RE: help finding radical/stroke index at unicode.org

From: Marco Cimarosti (marco.cimarosti@essetre.it)
Date: Thu Apr 15 2004 - 11:59:09 EDT

Next message: Patrick Andries: "Re: U+0140"

Previous message: Peter Kirk: "Re: Defective combining sequences and ZW(N)J"
Maybe in reply to: Gary P. Grosso: "help finding radical/stroke index at unicode.org"
Messages sorted by: [ date ] [ thread ] [ subject ] [ author ] [ attachment ]
Mail actions: [ respond to this message ] [ mail a new topic ]

Gary P. Grosso wrote:
> Judging by what we saw in the back of the Unicode 2.0 book,
> we would tend to say that it is correct that (in an index)
> 21333 (0x5355) is sorting under 21313 (0x5341) instead of
> 20843 (0x516b). I am looking for some table of radicals
> that I can show our customer to help support that claim.
>
> Perhaps I should start by asking for opinions on the above
> sorting, and for guidelines on how best to govern such
> decisions, [...]

As Ken Whistler said, you don't necessarily have to make such a decision.

The usual policy in a dictionary-like radical/stroke index is to put
ambiguous characters under *multiple* radicals, so that they are easily
found whatever the reader's assumption.
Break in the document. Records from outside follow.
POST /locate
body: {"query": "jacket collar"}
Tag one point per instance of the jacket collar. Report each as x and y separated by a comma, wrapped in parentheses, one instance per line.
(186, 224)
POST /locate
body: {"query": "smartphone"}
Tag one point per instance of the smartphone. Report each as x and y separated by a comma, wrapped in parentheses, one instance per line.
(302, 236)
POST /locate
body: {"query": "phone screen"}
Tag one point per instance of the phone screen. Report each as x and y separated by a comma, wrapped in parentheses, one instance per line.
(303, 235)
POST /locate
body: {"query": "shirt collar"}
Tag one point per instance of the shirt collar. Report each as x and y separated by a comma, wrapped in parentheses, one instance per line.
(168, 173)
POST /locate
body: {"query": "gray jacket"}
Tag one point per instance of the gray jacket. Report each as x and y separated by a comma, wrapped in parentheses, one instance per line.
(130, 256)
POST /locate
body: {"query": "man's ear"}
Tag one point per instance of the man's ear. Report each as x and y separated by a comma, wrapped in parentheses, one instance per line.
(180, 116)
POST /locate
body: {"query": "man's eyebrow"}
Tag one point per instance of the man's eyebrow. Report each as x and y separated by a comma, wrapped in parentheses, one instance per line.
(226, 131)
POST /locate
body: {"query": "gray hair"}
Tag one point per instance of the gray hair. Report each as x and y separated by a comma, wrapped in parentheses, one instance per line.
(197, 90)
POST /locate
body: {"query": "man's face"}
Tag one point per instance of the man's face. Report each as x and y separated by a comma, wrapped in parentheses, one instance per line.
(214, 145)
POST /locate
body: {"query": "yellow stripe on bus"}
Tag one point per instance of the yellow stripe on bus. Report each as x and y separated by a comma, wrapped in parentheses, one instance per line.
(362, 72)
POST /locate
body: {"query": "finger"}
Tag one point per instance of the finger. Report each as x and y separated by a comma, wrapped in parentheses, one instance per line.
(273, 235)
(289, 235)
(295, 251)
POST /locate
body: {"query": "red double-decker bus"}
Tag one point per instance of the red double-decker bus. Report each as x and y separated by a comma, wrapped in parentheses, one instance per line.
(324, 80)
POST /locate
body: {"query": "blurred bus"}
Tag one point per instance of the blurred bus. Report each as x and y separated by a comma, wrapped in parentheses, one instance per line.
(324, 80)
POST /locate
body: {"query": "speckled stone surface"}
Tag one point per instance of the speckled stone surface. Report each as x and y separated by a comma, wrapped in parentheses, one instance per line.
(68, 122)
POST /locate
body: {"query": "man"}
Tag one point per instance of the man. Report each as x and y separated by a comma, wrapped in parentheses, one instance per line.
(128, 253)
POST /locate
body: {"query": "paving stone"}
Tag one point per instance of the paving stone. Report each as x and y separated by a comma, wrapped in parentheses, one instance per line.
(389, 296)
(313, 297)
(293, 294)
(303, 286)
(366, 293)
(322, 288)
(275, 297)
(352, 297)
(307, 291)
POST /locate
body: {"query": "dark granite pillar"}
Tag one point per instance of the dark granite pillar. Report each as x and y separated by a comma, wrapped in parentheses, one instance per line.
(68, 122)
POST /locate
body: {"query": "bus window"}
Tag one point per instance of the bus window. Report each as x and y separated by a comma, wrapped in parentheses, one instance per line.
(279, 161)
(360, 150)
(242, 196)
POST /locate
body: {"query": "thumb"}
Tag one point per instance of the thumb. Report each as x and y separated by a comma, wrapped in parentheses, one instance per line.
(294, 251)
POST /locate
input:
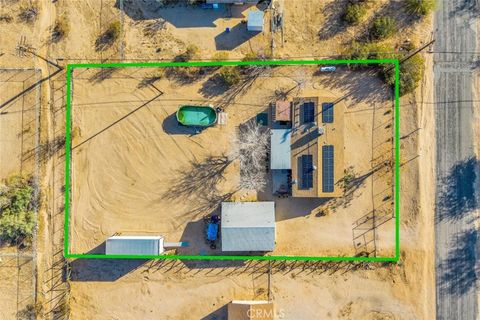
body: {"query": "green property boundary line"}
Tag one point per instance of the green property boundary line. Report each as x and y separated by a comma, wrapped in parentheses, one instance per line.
(71, 67)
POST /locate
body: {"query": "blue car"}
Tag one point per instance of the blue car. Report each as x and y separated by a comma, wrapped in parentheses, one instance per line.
(211, 230)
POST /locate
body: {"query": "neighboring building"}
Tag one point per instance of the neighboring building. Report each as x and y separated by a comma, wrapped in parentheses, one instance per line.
(280, 161)
(282, 112)
(248, 226)
(317, 147)
(135, 245)
(233, 1)
(255, 21)
(248, 310)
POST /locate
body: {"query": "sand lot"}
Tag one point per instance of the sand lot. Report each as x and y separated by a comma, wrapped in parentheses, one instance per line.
(130, 158)
(19, 114)
(184, 290)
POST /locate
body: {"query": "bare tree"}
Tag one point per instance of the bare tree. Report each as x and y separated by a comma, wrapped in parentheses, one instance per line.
(300, 78)
(250, 147)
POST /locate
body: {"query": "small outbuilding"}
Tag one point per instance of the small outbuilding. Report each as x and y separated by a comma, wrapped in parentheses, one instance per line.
(280, 141)
(248, 226)
(255, 21)
(247, 310)
(135, 245)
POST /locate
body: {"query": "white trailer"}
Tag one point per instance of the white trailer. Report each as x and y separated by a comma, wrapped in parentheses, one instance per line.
(135, 245)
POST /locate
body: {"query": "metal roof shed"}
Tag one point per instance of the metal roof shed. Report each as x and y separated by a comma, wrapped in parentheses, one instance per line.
(134, 245)
(280, 149)
(248, 226)
(247, 310)
(255, 21)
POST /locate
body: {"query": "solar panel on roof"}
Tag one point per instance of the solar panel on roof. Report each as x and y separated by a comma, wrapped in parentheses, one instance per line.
(308, 112)
(327, 112)
(327, 168)
(307, 171)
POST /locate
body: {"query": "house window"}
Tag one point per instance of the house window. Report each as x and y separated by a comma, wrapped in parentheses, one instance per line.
(327, 112)
(308, 112)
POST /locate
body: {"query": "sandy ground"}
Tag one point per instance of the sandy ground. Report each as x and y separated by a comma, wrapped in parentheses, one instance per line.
(129, 173)
(402, 291)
A computer radical/stroke search
utility is supposed to be at least as user friendly as old paper indices.

Please notice that the Unihan.txt database contains most of the raw data you
need to build such a comprehensive index. The data is contained in these
fields:

        kRSUnicode
        kRSJapanese
        kRSKanWa
        kRSKangXi
        kRSKorean

<kRSUnicode> is Unicode's default radical/stroke index (the one which was
used assign the code point to CJK characters), while the other ones are
alternate radical/stroke from a variety of sources.

E.g., for character U+5355 ("单" = "lone"), Unihan.txt contains the following
<kRS...> entries:

U+5355 kRSKangXi 12.6
U+5355 kRSUnicode 24.6

These entries tell you that while Unicode puts U+5355 under the 24th radical
(U+2F17 = U+5341 = "十" = "ten"), the Kang Xi Zidian dictionary puts it under
the 12th radical (U+2F0B = U+516B = "八" = "eight").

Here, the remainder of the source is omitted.